To better understand the realities and challenges of running a PAYGo credit operation, we recently spoke with the people who live with it: heads of credit and risk at PAYGo solar companies, equity investors and creditors. Several questions arose from our conversations, which we will be researching over the next year:

  1. Why are customers defaulting? Repayment is tied directly to use in PAYGo. The value of the asset should incentivize payment, as the asset is worth little to customers if locked and worth nothing if taken away. This is why providers allow so much repayment flexibility. But nonpayment is higher than predicted; customers are more willing to forego electricity than was originally hypothesized. Are they just choosing to default first on their most flexible obligation? Is the price of solar too high, or their equity in the system too low? These answers would help PAYGo providers to understand the drivers of nonpayment.
     
  2. Is risk being adequately priced into consumer and commercial lending? Imagine that you are financing a $100 solar home system. A 30 percent effective interest rate covers your operating costs and interest expense (a combined 20 percent in this illustrative example) and leaves you with your targeted 10 percent annual profits across the portfolio. You need to make $30 on the average solar home system. Averaged across a portfolio of 100 borrowers, that’s not so bad: just $30 each. But what if five borrowers default completely? Now you need $37 from the 95 good payers. If 15 borrowers default, the rest pay $53 in interest, an increase of 76 percent. Some executives believed their credit operations were sustainable at current rates/prices, but more than one did not.
     
  3. What is the optimal blend of affordability and sustainability? The most powerful tools for affecting repayment are pricing instruments: deposit, daily/weekly cost, loan tenor and total price. For many companies, the deposit is used as the main screening mechanism. The daily rate is the main cost to customers and is a function of the product price and tenor. Some providers have extended their loans so that they can drop the daily rate without sacrificing overall revenue. This makes a product affordable on a day-to-day basis, but it exposes companies to more of their customers’ life and business risks and gives them less data on completed loan cycles.
     
  4. Are donors’ energy access goals overriding credit concerns? In any business that combines retail and finance, there will be tension over which customers to accept, particularly during scale-up. This friction can intensify if donors’ determination to advance universal energy access incentivizes PAYGo companies to focus on quantity over quality of loans. One PAYGo credit chief we spoke to thinks the whole process has been backwards: “It would be better if we came to a robust credit model first, then traded a little bit of sustainability for more outreach, as opposed to the other way around.”
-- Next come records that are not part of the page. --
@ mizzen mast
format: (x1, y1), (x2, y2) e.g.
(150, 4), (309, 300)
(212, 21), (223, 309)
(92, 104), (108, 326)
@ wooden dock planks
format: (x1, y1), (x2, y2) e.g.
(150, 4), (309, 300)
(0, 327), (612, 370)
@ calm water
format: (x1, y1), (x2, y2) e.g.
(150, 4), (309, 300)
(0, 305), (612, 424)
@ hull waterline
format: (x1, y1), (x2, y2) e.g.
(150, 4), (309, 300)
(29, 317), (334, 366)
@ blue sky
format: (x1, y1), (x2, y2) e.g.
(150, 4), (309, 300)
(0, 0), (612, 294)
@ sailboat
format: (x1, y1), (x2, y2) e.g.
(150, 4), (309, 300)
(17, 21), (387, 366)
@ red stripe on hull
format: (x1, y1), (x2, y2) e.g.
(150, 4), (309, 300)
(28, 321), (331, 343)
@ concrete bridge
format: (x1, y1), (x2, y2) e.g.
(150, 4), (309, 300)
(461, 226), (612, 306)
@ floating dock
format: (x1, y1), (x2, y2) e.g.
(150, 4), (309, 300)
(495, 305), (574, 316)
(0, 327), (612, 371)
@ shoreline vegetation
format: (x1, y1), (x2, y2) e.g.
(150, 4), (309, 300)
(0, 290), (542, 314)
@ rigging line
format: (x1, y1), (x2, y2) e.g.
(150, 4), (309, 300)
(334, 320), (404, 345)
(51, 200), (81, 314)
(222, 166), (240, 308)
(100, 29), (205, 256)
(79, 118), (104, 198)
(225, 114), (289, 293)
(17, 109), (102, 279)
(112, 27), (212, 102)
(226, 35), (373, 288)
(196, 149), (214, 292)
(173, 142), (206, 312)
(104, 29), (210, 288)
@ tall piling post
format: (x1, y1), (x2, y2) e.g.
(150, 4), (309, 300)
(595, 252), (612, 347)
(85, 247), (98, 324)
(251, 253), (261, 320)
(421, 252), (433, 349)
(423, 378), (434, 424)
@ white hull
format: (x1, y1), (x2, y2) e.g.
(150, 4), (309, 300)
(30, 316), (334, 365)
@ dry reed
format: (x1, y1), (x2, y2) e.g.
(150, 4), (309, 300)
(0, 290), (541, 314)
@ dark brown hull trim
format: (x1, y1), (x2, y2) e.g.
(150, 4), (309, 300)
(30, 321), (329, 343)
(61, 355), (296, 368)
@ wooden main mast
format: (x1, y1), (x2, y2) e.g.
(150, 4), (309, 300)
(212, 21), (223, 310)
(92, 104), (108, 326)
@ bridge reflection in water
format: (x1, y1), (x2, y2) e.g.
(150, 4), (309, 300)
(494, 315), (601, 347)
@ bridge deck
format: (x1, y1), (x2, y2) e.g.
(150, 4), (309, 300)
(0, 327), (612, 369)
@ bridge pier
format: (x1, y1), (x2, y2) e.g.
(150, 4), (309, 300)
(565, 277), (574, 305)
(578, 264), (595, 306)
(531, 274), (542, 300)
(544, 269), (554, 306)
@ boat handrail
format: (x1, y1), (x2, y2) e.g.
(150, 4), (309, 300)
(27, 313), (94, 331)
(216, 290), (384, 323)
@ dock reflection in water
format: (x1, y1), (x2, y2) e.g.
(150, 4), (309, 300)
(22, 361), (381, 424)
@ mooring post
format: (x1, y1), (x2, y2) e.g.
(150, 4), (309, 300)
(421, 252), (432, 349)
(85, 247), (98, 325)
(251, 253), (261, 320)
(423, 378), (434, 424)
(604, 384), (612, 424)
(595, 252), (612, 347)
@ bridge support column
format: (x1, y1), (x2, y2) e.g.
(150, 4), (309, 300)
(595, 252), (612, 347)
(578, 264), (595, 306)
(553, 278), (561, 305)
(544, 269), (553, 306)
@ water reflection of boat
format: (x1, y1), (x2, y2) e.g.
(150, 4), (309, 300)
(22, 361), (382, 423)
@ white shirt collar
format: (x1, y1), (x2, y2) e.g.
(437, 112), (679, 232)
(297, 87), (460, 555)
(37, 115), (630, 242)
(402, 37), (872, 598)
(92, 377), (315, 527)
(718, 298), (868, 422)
The good news is that providers believe these questions are important. Several heads of credit were new to their positions, hired from outside fields within the past year. Companies seem more willing to tighten their credit screening and experiment with data analysis and behavior nudges to reduce defaults. We fully believe that credit risk in this sector can be managed as it has been elsewhere, through some combination of screening, segmentation, customer interaction and appropriate escalations. But finding that balance is both tricky and important. There are customers who will benefit if more life-changing assets become available on a financed basis. But no one will gain if sustainability is sacrificed for rapid growth.